Statistical analysis
Descriptive data are presented as the mean ± SD or as a frequency. Categorical variables were analyzed using χ² or Fisher’s exact probability tests as appropriate. Continuous variables were analyzed using the Mann-Whitney U test (because the distribution of the continuous variables included in this study was not normal).
Baseline variables that were considered clinically relevant or candidate variables with a p-value <0.1 in univariate analysis model were included in the multivariate binary logistic regression analysis. The variables included in the multivariate analysis were strictly chosen and assigned the number of events available to optimize the parsimony of the final model.
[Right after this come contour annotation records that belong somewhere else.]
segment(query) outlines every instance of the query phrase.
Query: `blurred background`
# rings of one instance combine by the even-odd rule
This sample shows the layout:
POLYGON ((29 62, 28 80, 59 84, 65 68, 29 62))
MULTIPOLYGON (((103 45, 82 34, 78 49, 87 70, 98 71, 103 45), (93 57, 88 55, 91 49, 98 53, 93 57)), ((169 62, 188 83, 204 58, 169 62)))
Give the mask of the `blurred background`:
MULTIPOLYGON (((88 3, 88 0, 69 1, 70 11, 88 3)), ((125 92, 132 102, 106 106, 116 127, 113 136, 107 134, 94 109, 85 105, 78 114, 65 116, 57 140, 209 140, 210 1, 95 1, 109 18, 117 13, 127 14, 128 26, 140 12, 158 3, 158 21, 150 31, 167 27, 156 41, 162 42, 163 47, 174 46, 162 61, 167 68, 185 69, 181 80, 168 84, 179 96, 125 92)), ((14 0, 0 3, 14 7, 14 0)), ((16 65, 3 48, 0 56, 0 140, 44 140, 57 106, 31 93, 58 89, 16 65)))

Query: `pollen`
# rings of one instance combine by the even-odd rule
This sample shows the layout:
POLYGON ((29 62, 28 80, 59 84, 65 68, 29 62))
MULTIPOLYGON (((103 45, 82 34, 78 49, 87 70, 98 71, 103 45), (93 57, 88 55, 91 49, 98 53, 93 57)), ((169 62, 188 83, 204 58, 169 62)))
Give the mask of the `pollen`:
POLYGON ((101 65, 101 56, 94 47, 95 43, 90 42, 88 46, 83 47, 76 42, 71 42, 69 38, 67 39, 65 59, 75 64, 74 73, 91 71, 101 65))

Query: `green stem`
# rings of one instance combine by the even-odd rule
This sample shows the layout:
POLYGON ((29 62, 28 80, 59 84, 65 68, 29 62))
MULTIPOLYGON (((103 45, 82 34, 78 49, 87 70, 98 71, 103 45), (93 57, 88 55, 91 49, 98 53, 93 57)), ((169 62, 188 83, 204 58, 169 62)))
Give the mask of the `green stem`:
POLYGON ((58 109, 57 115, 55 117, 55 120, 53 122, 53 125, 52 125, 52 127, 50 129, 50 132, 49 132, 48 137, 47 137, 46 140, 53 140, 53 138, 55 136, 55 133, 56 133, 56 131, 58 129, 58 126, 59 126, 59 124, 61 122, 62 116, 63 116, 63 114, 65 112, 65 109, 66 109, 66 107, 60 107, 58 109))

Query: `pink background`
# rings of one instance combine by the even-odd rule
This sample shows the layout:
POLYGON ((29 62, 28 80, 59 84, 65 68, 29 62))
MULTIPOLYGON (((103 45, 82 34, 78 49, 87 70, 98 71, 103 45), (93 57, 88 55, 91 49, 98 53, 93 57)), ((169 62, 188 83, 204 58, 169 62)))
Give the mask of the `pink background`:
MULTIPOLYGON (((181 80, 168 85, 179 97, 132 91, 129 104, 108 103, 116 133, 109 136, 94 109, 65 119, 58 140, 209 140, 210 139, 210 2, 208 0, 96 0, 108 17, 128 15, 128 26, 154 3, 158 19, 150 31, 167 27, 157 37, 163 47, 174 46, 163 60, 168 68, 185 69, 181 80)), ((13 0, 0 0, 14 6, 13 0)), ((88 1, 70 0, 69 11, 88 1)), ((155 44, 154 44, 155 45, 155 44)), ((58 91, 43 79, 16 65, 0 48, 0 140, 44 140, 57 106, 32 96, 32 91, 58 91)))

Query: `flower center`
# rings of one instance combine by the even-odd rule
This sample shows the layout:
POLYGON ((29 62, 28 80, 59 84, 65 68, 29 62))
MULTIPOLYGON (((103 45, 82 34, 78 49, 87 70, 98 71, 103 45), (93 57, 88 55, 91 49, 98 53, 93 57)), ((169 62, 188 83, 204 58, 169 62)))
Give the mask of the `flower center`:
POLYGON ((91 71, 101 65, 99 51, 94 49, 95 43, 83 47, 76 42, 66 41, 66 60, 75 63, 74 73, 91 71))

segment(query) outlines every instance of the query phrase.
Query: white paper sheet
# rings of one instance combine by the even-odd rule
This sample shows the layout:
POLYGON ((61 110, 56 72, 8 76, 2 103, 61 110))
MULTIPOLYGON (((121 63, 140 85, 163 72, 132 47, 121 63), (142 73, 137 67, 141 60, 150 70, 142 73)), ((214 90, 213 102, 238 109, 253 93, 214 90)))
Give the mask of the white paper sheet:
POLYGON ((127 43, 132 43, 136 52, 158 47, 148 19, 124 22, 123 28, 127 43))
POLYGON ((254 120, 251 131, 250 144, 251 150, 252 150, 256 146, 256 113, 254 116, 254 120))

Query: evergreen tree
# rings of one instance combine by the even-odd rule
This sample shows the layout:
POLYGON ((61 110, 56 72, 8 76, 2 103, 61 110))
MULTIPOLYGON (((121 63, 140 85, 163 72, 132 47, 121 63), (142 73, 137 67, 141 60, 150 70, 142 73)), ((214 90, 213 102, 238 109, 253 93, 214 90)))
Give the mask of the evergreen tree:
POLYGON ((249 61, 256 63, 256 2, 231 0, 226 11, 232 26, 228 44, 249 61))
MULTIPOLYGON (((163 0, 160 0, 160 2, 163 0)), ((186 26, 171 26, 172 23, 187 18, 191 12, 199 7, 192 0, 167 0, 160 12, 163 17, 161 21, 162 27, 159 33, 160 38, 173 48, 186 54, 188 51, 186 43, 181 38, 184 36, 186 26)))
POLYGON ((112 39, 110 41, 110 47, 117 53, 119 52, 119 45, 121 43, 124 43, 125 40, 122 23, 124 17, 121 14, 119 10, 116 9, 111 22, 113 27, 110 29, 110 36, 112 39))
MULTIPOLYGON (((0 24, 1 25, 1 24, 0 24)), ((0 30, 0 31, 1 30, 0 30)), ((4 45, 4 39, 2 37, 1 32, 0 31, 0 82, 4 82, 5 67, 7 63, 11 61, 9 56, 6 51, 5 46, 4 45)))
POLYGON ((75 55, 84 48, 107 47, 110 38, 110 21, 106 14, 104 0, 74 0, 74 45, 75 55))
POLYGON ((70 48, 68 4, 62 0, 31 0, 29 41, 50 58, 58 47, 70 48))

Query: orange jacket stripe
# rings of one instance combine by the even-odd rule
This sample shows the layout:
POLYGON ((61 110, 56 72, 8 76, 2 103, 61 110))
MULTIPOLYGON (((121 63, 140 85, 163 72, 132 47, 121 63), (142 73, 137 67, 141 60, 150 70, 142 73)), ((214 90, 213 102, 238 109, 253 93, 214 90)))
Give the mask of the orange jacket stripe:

In addition, these variables were subjected to linear regression for collinearity analysis before multivariate regression analysis. Variables with tolerance was < 0.1 or variance inflation factor (VIF) > 10 were excluded from the multivariate binary logistic regression analysis. The goodness-of-fit test for the regression model was performed using the Hosmer-Lemeshow test and the Omnibus test.
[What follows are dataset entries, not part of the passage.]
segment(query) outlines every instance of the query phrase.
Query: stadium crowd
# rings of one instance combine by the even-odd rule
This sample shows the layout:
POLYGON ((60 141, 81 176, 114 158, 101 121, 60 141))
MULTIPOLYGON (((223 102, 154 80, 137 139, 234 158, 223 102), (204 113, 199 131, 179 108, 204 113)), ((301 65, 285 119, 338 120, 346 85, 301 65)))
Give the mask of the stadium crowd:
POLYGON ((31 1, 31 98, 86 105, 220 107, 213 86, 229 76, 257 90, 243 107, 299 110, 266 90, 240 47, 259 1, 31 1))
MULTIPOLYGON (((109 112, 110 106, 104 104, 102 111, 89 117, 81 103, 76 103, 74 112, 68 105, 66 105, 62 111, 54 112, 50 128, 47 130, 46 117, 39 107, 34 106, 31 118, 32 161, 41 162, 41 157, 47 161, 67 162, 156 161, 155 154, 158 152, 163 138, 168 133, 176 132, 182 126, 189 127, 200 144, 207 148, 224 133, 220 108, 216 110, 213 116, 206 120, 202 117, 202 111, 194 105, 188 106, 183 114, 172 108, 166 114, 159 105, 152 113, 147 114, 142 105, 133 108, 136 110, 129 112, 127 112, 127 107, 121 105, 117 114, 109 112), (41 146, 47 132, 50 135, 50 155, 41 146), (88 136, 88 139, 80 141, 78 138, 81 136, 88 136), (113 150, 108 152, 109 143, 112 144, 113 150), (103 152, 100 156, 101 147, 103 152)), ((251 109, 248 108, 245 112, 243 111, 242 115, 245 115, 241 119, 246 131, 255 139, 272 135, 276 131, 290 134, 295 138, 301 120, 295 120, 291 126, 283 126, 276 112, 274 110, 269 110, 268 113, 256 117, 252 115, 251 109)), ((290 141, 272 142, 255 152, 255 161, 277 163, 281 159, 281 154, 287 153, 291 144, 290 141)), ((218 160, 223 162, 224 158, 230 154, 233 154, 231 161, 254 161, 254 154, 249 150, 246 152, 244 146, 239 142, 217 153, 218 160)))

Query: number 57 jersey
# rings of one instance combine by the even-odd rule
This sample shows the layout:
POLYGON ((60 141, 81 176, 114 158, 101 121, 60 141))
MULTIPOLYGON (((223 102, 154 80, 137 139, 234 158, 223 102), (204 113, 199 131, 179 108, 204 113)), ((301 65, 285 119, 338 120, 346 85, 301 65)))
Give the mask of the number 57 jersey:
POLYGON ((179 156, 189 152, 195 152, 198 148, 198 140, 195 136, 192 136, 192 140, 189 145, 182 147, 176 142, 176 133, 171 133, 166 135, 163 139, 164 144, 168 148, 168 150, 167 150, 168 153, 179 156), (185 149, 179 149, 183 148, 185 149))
The forward LR selection process was used to perform final model selection for the nomogram using a threshold of p<0.05. At this stage, factors that lacked clinical significance were excluded from the model. The receiver operating characteristic (ROC) curve was used to assess the discriminative power of the nomogram based on the cut-off value and the area under the curve (AUC). It is generally accepted that an AUC of 1.0 indicates perfect accuracy, an AUC of 0.7–0.8 indicates satisfactory discrimination, AUC values > 0.8 represent good discrimination and AUC of 0.5 indicates no relationship14. A calibration curve was plotted to evaluate the agreement between the actual results and the predicted values of PTB. A diagonal line of 45 degrees reflects that the model is robust. The nomogram was validated internally using relatively unbiased estimates (1000 repetitions) obtained by the bootstrapping method. The bootstrapping technique is a resampling approach used to randomly draw data and replace them with samples from the original dataset. The nomogram was calibrated by the Hosmer-Lemeshow test of the logistics regression model mentioned above. All statistical analyses were 2-tailed and p values<0.05 were statistically significant. The R Studio V.3.4.1 was used to establish the nomogram and ROC curve. Other analyses were performed using SPSS V.23.0.